We get by with a little help from our friends. I'm looking forward to seeing your progress and videos in the future.:thumbsup:


----------



## gunrunnerjohn

Thanks guys. 

Spence, I have a track plan, but I see it eroding as we work, there are already changes being made. I had posted the original track plan, but with the extensions and new ideas, that is changing. Same basic idea, but different execution.


----------



## Lehigh74

Are you going to run track on the outside of the column where your arm is in post 240?


----------



## gunrunnerjohn

Not that column, but the one on the other side will have the track going around it. We're actually cutting a curve by that post about 3" from it.


----------



## gunrunnerjohn

This one will have the mainlines past the post. Obviously, there's a piece that needs to be install yet.


----------



## Guest

This must be getting exciting for you, John. Nice execution.


----------



## JoeSaggese

I'm also looking forward to seeing your progress. This will be exciting to follow!!!


----------



## gunrunnerjohn

More photos for today's work. Spent a lot of time thinking about track plan and changes we need to make...


----------



## Guest

John, what is the elevated shelf for?


----------



## gunrunnerjohn

The final shape is made, Monday we'll nail everything down. Next comes the Homasote and then the fascia. We do have to put the top on the upper deck, that's the last of the plywood. 

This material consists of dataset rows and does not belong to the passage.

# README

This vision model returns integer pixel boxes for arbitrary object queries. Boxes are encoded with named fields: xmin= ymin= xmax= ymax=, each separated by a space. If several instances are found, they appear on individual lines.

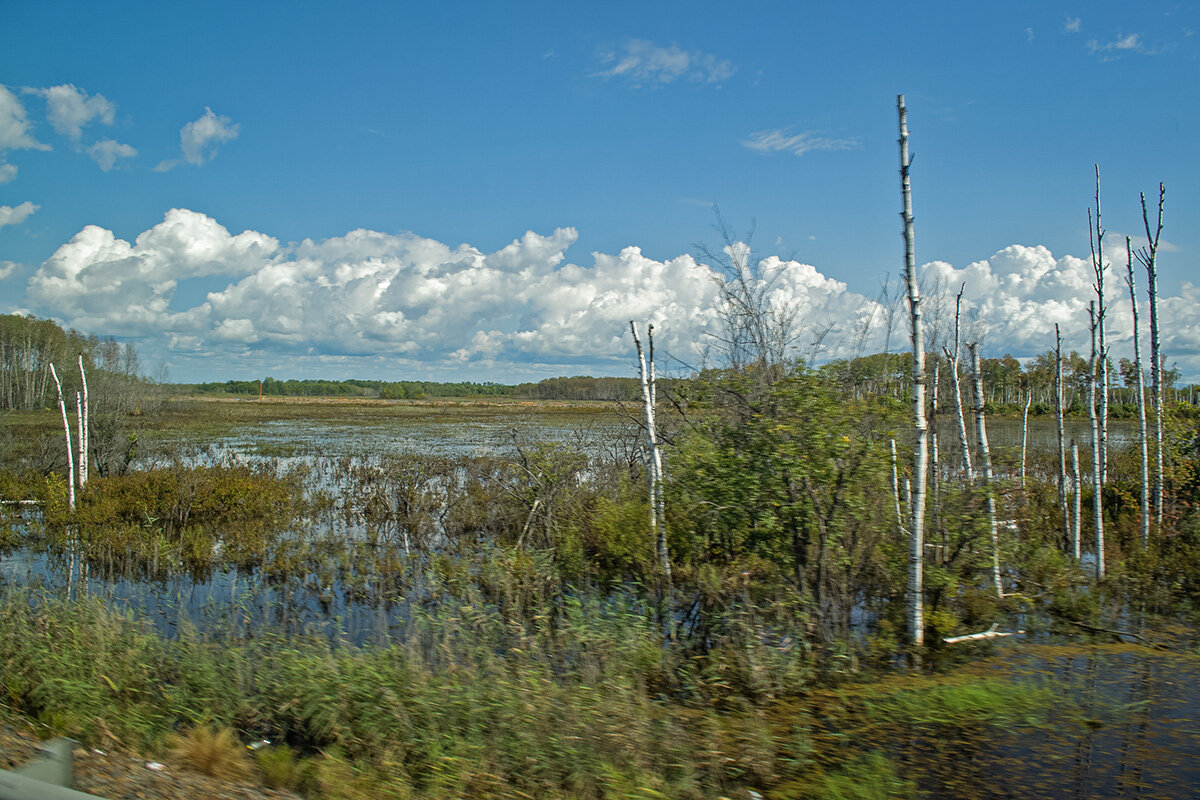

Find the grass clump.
xmin=167 ymin=724 xmax=251 ymax=781
xmin=254 ymin=745 xmax=306 ymax=789
xmin=812 ymin=750 xmax=922 ymax=800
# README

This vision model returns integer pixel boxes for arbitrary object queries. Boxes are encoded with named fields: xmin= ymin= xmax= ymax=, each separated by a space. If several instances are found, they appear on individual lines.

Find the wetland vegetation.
xmin=0 ymin=311 xmax=1200 ymax=799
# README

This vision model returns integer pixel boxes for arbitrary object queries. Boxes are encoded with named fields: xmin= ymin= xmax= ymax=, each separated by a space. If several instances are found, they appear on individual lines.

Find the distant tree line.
xmin=821 ymin=350 xmax=1195 ymax=416
xmin=187 ymin=375 xmax=657 ymax=401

All the outside profile is set. One of the neat features is virtually no straight lines, it'll all be graceful curves. Once the fascia is on, I think it's going to look outstanding, I can't wait!


----------



## Spence

Those last photos you posted look fantastic.


----------



## Guest

Very impressive John!


----------



## Rocky Mountaineer

:appl:


----------



## PatKn

Looks fantastic, John.


----------



## MichaelE

Are you using realistic looking flex track or tube track?


----------



## Guest

The top looks very good, John. I like the shape. It's very creative.


----------



## Guest

The more progress, the better, John.

Track next week?


----------



## gunrunnerjohn

Thanks Guys, the edge treatment was all Tom's idea, and now seeing it, I can see why he pushed it so hard.  It's getting a little closer, I'm getting stoked! 

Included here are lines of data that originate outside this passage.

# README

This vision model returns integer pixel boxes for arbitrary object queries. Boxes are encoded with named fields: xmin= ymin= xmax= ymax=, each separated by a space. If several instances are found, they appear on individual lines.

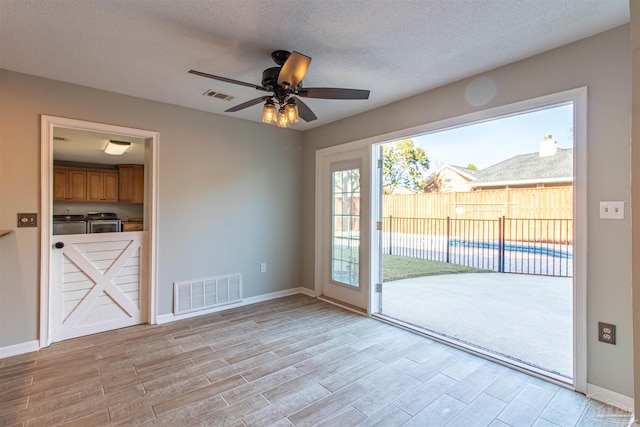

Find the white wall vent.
xmin=173 ymin=273 xmax=242 ymax=315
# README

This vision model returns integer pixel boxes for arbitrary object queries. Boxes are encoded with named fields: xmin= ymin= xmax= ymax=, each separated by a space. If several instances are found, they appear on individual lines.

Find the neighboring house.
xmin=424 ymin=165 xmax=478 ymax=193
xmin=385 ymin=185 xmax=416 ymax=194
xmin=467 ymin=135 xmax=573 ymax=191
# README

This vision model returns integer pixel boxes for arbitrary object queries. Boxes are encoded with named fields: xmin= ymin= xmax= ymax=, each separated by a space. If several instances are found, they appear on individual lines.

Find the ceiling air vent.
xmin=202 ymin=89 xmax=236 ymax=101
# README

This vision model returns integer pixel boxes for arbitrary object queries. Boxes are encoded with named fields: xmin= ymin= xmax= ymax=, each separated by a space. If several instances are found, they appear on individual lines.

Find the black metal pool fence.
xmin=382 ymin=217 xmax=573 ymax=277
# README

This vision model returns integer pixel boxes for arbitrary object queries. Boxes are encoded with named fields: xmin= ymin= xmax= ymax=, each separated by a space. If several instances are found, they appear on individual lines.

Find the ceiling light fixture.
xmin=262 ymin=99 xmax=278 ymax=123
xmin=104 ymin=139 xmax=131 ymax=156
xmin=262 ymin=99 xmax=299 ymax=128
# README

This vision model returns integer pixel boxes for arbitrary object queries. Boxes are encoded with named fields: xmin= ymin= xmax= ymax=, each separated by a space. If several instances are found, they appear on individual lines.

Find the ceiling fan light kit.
xmin=262 ymin=99 xmax=278 ymax=123
xmin=189 ymin=50 xmax=369 ymax=127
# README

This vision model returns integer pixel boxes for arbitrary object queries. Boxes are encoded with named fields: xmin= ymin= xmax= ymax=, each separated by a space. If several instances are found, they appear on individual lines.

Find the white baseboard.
xmin=0 ymin=340 xmax=40 ymax=359
xmin=587 ymin=383 xmax=634 ymax=413
xmin=157 ymin=287 xmax=315 ymax=325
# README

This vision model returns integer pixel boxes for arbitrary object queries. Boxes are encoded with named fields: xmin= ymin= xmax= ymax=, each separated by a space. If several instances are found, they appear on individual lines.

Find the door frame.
xmin=38 ymin=115 xmax=160 ymax=348
xmin=314 ymin=86 xmax=588 ymax=393
xmin=315 ymin=145 xmax=372 ymax=315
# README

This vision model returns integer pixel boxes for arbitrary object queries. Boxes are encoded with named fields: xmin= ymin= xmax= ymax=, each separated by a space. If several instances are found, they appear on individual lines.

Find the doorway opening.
xmin=39 ymin=116 xmax=159 ymax=347
xmin=372 ymin=100 xmax=583 ymax=388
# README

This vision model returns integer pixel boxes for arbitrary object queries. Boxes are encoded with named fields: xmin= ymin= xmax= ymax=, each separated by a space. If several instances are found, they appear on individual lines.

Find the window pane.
xmin=331 ymin=169 xmax=360 ymax=287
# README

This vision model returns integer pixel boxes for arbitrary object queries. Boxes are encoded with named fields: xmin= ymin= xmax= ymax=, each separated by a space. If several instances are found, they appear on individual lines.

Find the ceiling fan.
xmin=189 ymin=50 xmax=369 ymax=127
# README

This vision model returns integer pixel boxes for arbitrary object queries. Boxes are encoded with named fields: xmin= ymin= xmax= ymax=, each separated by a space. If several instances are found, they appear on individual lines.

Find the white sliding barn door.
xmin=51 ymin=231 xmax=147 ymax=341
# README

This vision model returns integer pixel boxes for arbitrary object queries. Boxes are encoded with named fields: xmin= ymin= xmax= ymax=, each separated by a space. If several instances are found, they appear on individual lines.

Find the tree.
xmin=382 ymin=139 xmax=429 ymax=194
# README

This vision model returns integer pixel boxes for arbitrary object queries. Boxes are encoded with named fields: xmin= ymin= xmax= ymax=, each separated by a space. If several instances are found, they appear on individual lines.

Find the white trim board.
xmin=586 ymin=383 xmax=633 ymax=413
xmin=38 ymin=115 xmax=160 ymax=348
xmin=0 ymin=340 xmax=40 ymax=359
xmin=157 ymin=287 xmax=315 ymax=325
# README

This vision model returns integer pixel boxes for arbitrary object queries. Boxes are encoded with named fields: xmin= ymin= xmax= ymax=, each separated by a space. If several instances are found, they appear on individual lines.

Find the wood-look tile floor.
xmin=0 ymin=295 xmax=629 ymax=427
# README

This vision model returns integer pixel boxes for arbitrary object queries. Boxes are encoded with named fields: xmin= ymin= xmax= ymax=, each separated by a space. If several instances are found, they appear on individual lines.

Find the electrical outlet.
xmin=18 ymin=213 xmax=38 ymax=228
xmin=598 ymin=322 xmax=616 ymax=345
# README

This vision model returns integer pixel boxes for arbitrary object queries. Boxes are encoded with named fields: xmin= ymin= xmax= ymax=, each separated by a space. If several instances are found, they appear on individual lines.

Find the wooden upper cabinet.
xmin=87 ymin=171 xmax=118 ymax=202
xmin=118 ymin=165 xmax=144 ymax=203
xmin=53 ymin=167 xmax=87 ymax=202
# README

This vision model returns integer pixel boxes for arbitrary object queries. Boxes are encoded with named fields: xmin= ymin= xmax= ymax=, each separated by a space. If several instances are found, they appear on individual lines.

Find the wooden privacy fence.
xmin=383 ymin=186 xmax=573 ymax=219
xmin=382 ymin=217 xmax=573 ymax=277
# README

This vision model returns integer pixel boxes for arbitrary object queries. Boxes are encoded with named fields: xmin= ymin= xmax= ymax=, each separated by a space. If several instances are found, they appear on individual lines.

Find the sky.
xmin=411 ymin=104 xmax=573 ymax=174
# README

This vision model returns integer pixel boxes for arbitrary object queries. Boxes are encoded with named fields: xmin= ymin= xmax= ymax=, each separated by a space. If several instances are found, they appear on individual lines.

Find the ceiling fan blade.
xmin=225 ymin=95 xmax=272 ymax=113
xmin=278 ymin=52 xmax=311 ymax=89
xmin=298 ymin=87 xmax=369 ymax=99
xmin=189 ymin=70 xmax=270 ymax=92
xmin=293 ymin=96 xmax=318 ymax=122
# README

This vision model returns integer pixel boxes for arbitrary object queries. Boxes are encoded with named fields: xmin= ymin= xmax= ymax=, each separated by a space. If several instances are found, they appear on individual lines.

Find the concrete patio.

Michael, it's all Gargraves flex track and Ross switches. AAMOF, I'm putting in an order for three more switches...


----------



## gunrunnerjohn

Brian, I think next week will be Fascia, Homasote, and then maybe track.


----------



## Guest

You are really doing some good work, John.


----------



## laz57

LOOKS GREAT:appl:. You got a lot o space there. Nice to see how you will fill it.:smilie_daumenpos:


----------



## gunrunnerjohn

It was 20 x 12.5, now it's 23 x 12.5, it grows as we work.  My workshop got a little smaller, so I'll just have to do less work and run more trains.


----------



## Guest

gunrunnerjohn said:


> My workshop got a little smaller, so I'll just have to do less work and run more trains.


That sounds like an excellent and very wise plan to me.


----------



## gunrunnerjohn

How could I go wrong doing that, right?


----------



## JKP

Great to see a layout being built, I agree with Country Joe about the shape. I like the concept of mostly curves.


----------



## gunrunnerjohn

Back at it yesterday. Now it's time to take all the pieces laying on top and make them into a continuous sheet. Since we used 5x5 to maximize usage of the wood, they don't fall onto supports conveniently. Truthfully, with the Mianne benchwork, they wouldn't anyway, so it's necessary to knit all the pieces into one in the gaps. I hope to finish this today and maybe get some of the supports for the fascia installed. Those have to all be in place and secured before we can put the Homasote on.

There are actually two different joining methods in use, I'll shoot the other type today. Either works well, the fingers illustrated can be left unsecured on one side for each finger and allow you to take stuff apart. Since I have no intention of taking this apart with anything but a chainsaw, we saw no reason to make them removable.


----------



## PatKn

Nice job, John. Those fingers will make a nice joint between the plywood.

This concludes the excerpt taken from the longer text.